Johannes Aumüller und Thomas Kistner

Ende Juni 2010 setzte sich der Schweizer Journalist Jean-François Tanda an seinen Computer und schrieb eine kurze, formlose E-Mail an die Staatsanwaltschaft Zug. Das Anliegen war einfach: Er hätte gerne Einsicht in ein 41 Seiten umfassendes Dokument mit dem komplizierten Titel "ISL-Einstellungsverfügung".

Mit diesem Papier hatte die Schweizer Strafbehörde wenige Wochen zuvor gegen die Zahlung von 5,5 Millionen Euro zwar ein Verfahren gegen den Weltfußballverband Fifa eingestellt - damit zugleich aber festgehalten, dass rund um die mächtigste Sportorganisation der Welt ein korruptes System existiert und mehrere Spitzenfunktionäre von der früheren Fifa-Rechteagentur ISL Schmiergelder erhalten hatten. Und Jean-François Tanda wollte nun Details wissen.

"Ich dachte damals, das wird eine kurze Angelegenheit", sagt der Autor der Handelszeitung, des führenden Wirtschaftsblatts der Schweiz. Tatsächlich dauerte die Angelegenheit mehr als zwei Jahre. Denn erst jetzt, nach einem Entscheid des Schweizer Bundesgerichtes, können Tanda und die Öffentlichkeit das 41-Seiten-Dokument einsehen. Und darin weitere Beispiele nachlesen, wie weit verzweigt das Korruptionssystem der Anfang der Achtziger vom sportpolitischen Strippenzieher Horst Dassler gegründeten und 2001 bankrottgegangenen ISL war.

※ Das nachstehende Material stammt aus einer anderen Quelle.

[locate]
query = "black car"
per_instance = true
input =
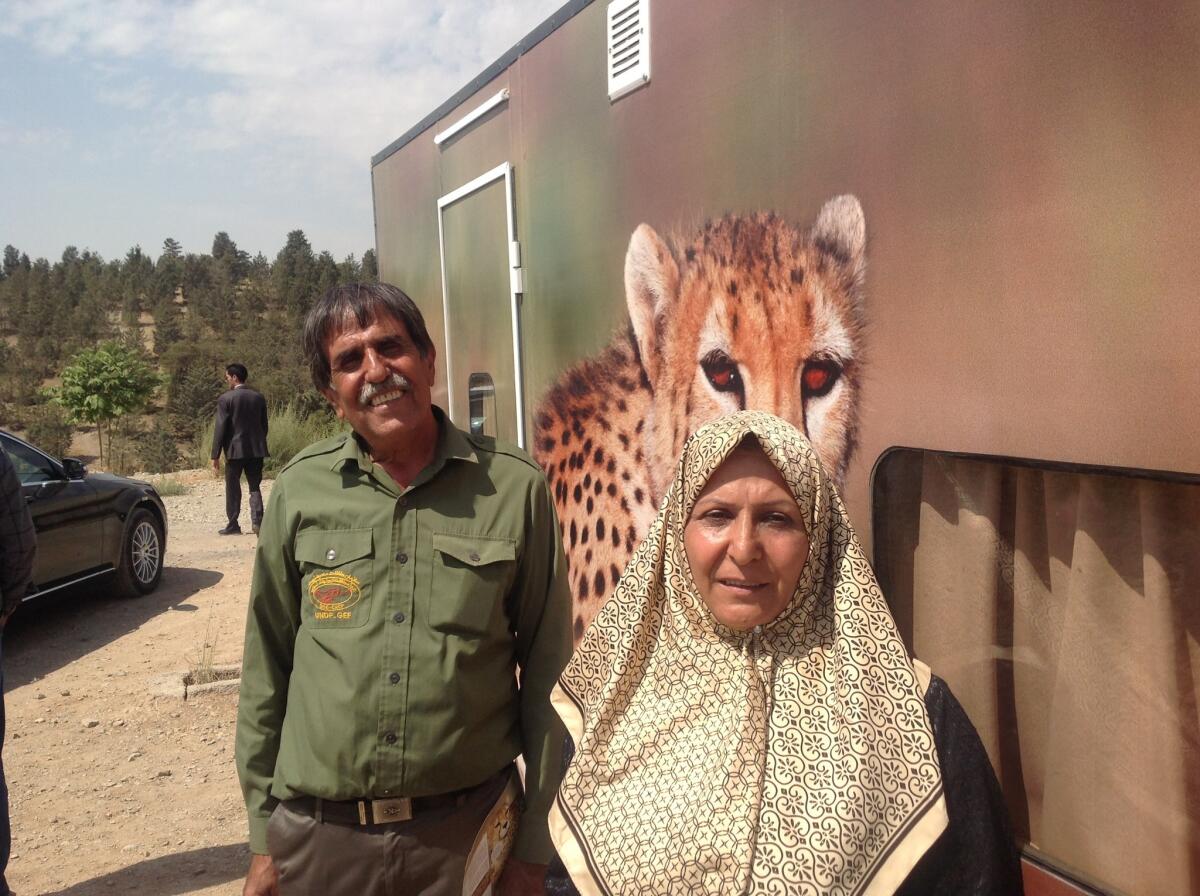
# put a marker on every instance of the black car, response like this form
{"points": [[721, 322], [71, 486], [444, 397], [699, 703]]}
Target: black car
{"points": [[90, 525]]}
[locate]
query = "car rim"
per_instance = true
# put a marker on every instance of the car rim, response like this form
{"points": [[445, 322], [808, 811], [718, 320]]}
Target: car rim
{"points": [[145, 553]]}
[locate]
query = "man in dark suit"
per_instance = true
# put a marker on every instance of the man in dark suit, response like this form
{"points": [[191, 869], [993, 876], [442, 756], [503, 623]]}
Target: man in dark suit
{"points": [[241, 434]]}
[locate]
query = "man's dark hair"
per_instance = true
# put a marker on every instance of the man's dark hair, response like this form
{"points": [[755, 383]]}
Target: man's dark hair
{"points": [[364, 302]]}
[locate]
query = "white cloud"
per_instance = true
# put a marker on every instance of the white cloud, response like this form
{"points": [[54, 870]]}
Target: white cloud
{"points": [[287, 101], [33, 137], [349, 77]]}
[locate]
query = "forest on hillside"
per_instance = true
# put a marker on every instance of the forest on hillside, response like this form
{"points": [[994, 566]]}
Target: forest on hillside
{"points": [[184, 316]]}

Beispielsweise, dass der langjährige brasilianische Fifa-Präsident João Havelange, 96, Gelder in Höhe von 1,5 Millionen Franken (zirka 1,25 Millionen Euro) erhielt. Oder dass dessen Kompagnon und früherer Schwiegersohn Ricardo Teixeira, 65, sogar mehr als zwölf Millionen Franken kassierte.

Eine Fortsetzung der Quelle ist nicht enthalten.